Monday, October 8, 2012

Horrorfest 2012: Killer Klowns from Outer Space

KILLER KLOWNS FROM OUTER SPACE is a movie I remember seeing on video store shelves for years as a kid, but never got around to actually watching it until just now.

It's about what you'd expect -- a spoof of the paranoid sci-fi/horror flick in which invaders come from beyond the stars to capture/destroy humanity, and it's up to a group of kids to inform the authorities, who won't listen. Only this time, the alien invaders happen to look like circus clowns and have a spaceship that looks like a circus tent. The cocoons they trap their victims in look like cotton candy and their laser guns shoot popcorn. Am I forgetting anything? Oh yeah -- they also have balloon animal bloodhounds.

This movie works mostly because of the acting -- Grant Cramer stars as the lead teenager (or twenty-something? Hard to tell in these movies) and sets the tone with the right balance of "gee whiz" naivete and "aw shucks" incredulousness. He teams up with a local good-guy cop (John Allen Nelson) to rescue their mutual girlfriend (Suzanne Snyder) from the invading Klowns. John Vernon is on hand as a cranky cop who refuses to believe in the invasion, and Michael Siegel and Peter Licassi appear as a pair of horny brothers who hatch a scheme to drive an ice cream truck in an effort to get chicks. Whether or not they succeed I'll leave up to you to discover.

I think the star of this movie was meant to be the effects, and they did lead to a career for the team of writer/director/producer/everything else brothers, the Chiodos. There are a lot of inventive and effectively executed special effects scenes, but the Klowns themselves probably look better in stills than they do in motion.

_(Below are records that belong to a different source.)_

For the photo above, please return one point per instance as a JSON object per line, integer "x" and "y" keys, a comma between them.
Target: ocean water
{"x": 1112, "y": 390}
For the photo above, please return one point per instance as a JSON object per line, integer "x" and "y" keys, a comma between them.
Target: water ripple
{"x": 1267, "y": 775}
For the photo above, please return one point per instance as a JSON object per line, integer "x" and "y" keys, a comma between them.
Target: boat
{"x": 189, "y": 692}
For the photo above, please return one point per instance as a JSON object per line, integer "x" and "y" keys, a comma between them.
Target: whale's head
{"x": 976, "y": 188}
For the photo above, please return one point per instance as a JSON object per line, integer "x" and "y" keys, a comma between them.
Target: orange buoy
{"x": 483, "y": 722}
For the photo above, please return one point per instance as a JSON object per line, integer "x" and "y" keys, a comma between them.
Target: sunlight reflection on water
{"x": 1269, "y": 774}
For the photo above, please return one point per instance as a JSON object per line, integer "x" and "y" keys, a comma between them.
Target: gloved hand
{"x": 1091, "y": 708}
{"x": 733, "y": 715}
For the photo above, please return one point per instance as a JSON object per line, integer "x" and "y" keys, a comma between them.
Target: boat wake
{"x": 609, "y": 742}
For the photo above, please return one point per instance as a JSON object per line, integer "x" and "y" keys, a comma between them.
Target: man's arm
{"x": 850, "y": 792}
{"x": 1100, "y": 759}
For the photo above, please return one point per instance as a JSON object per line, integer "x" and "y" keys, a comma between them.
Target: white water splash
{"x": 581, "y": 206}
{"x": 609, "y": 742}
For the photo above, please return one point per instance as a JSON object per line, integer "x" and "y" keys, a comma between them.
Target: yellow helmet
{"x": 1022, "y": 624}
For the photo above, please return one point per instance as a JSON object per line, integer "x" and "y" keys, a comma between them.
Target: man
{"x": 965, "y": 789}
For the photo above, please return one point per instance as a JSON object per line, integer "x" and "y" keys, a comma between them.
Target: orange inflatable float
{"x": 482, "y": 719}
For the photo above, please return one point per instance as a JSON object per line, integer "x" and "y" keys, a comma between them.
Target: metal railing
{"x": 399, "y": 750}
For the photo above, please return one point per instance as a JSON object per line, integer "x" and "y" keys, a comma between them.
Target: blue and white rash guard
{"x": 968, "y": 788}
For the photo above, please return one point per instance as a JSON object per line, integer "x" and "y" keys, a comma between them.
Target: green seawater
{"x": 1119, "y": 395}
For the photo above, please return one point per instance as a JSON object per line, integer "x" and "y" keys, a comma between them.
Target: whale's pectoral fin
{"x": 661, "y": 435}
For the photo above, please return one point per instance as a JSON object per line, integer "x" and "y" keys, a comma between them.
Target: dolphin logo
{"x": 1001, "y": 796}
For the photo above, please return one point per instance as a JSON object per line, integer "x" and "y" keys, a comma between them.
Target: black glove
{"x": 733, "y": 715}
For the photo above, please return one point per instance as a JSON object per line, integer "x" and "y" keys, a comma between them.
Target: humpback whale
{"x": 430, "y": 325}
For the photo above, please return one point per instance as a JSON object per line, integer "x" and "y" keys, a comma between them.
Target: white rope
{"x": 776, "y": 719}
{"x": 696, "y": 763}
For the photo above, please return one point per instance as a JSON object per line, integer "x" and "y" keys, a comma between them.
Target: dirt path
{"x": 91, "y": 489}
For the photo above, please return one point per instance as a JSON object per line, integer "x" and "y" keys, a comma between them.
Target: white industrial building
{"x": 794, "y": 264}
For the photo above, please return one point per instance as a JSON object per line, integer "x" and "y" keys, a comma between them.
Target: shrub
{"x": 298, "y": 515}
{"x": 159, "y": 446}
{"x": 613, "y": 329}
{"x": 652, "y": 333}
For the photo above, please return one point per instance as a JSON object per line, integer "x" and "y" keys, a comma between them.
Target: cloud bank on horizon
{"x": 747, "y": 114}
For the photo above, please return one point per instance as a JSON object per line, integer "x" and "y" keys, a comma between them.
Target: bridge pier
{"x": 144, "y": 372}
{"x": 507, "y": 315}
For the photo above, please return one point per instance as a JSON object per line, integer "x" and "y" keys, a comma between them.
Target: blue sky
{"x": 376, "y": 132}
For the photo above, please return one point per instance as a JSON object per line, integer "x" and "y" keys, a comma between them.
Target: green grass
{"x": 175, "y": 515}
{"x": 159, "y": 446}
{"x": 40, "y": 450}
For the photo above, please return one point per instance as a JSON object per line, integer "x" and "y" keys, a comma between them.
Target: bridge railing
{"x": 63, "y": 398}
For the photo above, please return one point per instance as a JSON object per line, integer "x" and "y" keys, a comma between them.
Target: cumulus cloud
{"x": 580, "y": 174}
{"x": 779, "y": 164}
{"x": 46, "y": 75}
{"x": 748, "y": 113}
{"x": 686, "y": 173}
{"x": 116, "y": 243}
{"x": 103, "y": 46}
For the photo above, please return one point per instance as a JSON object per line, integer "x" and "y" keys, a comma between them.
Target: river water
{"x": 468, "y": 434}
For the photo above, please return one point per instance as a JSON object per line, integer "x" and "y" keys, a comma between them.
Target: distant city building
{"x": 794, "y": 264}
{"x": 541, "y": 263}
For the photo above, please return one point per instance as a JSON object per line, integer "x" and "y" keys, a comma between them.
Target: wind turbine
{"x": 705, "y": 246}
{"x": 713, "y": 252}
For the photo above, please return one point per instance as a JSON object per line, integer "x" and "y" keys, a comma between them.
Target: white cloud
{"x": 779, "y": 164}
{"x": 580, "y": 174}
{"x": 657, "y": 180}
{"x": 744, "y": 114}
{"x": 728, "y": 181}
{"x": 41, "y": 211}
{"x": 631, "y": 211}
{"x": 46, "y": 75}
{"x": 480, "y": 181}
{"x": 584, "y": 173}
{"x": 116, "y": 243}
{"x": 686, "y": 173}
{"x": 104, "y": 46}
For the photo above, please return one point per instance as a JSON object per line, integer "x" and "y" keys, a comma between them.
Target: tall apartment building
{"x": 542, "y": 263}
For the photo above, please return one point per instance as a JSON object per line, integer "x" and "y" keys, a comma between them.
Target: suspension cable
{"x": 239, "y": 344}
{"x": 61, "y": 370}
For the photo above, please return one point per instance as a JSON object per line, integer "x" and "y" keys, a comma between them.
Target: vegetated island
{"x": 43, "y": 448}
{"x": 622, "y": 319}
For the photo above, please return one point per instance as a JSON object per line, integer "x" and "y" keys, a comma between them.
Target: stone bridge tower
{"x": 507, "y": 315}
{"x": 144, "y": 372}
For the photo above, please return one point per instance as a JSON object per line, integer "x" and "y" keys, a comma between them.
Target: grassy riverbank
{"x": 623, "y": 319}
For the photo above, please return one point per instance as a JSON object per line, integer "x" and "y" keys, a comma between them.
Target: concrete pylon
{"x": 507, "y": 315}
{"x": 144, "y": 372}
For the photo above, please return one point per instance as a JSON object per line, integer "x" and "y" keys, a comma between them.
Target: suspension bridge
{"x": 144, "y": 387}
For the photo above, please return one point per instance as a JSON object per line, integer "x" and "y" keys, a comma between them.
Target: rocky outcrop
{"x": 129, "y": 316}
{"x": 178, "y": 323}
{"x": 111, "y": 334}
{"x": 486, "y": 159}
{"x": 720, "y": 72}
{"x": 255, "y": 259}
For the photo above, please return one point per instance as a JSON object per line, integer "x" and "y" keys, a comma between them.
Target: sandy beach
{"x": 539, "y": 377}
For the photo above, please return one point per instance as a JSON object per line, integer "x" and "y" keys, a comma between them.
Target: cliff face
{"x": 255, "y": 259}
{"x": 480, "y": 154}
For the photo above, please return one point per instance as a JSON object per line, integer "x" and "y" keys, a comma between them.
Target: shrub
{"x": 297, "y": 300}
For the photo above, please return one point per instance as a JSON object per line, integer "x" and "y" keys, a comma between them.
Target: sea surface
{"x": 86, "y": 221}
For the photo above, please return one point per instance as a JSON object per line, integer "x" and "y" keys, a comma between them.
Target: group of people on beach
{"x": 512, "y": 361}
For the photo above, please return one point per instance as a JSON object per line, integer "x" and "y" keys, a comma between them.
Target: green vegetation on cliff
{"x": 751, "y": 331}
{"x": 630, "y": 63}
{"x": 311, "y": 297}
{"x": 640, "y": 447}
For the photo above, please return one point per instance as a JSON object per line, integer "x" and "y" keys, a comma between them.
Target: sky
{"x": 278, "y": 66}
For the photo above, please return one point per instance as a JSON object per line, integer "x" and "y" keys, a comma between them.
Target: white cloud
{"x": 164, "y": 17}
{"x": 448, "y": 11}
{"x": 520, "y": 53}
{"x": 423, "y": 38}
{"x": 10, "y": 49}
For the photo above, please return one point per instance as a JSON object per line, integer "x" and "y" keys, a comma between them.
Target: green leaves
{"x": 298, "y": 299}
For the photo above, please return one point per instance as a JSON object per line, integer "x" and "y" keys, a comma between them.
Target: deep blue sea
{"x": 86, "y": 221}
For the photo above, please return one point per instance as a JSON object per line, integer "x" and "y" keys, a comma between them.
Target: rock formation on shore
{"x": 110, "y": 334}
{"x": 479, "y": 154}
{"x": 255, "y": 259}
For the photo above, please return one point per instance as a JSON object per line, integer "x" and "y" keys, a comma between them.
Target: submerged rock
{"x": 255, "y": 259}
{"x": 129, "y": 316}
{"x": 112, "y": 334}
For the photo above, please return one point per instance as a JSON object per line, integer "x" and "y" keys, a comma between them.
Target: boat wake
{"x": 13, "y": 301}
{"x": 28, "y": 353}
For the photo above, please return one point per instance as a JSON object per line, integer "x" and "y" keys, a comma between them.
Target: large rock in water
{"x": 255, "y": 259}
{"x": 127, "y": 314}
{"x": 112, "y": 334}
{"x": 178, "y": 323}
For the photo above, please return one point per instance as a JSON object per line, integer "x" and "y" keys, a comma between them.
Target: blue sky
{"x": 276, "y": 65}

To their credit, the Chiodo Brothers fully exploit their premise. They do not fall into the all-too-easy trap of coming up with a great premise and then failing to deliver. Instead, the milk the idea of killer clowns for all it is worth, checking off each clown cliche dutifully as they move along, from pies in the face all the way to clown cars. I guess that's the most important thing for a viewer of weird, low budget cult films -- you don't want to feel like you care more about the movie than the makers do. And it is clear the Chiodo Brothers put everything into KILLER KLOWNS.